A reader has asked if my recent article on redundancy payments and bankruptcy also applies to inheriting money or assets when you are bankrupt. The answer is “Yes”, but there are a few extra points to consider.
The date of death is the key date
You become entitled to an inheritance as soon as the person has died, so it legally forms one of your assets from this point. There are three cases depending on when the date of death is in relation to your bankrupty :
- the date of death is before you went bankrupt Here your inheritance is an asset that you owned when you went bankrupt and it therefore belongs to the OR.
- the date of death is after bankruptcy but before discharge Here the money you inherit is an “after-acquired asset”. You should to notify the OR about your inheritance and the OR will claim it.
- the date of death is after discharge In this case the money is all yours. The Official Receiver can’t claim any of it and you do not need to notify him about it, even if you have a BRO or a BRU.
It can take a long while to sort out an estate and distribute the money, especially if a house has to be sold. If the money is being divided between you and some other people, you may not know for a year or even two how much it will actually be.

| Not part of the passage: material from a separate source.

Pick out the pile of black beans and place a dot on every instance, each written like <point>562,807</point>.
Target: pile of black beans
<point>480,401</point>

But this doesn’t affect the fact that it is date of death that matters. So for example, there is no point in suggesting to your brother who is the executor that he ‘goes slow’ so that you get discharged before he distributes the money.
nb I have simplified what happens legally in this description, concentrating on whether you will eventually get the legacy. If you would like to find out the details, see this Law Society Practice Note which provides explanations about “the thing in action” (that is an actual legal term!) and what the beneficiary, executors and trustee in bankruptcy are obliged to do.

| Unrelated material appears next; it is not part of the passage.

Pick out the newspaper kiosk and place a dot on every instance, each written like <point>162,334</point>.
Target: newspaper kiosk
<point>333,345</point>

Is there any way to avoid the OR taking my inheritance?
Normally if you inherit money or assets and you would rather it went to someone else, you can use a Deed of Variation to arrange this. But you can’t use this to avoid the OR getting the money. You can only sign the Deed of Variation if you are due to get the money, but your bankruptcy means that effectively the money isn’t yours so you can’t pass it on to anyone else.
If you want to ensure the OR won’t get the money, the only way is to suggest to the person leaving the money that they change their will to leave it to someone else, for example to your children, or a sibling. More complicated possibilities involving trusts could be set up, but these can be expensive. If there is a lot of money involved, the person should to talk to a solicitor who has experience in these matters.
What happens to my IPA?
If the person has died after your discharge, so you do get the inheritance, if you then invest it so it produces income, that income should be declared to the OR. Your IPA may increase because of this extra income. But the IPA won’t be increased just because you now have money in the bank. If you didn’t have an IPA set because your surplus income was too low, this can’t be changed because an IPA can’t applied after your discharge.
Can I cancel my bankruptcy?
Yes if your inheritance is large enough. If you are inheriting a lot of money then your bankruptcy can be annulled.
To do this, you have to pay not just the amount of your debts that went into your bankruptcy, but also the costs of the Official Receiver, Trustee etc that have resulted. These costs can be very high, often well over £10,000.
I would suggest you should make sure your own financial future is extremely secure before thinking of doing this, so first sort out your future housing, make sure your pension arrangements are good etc.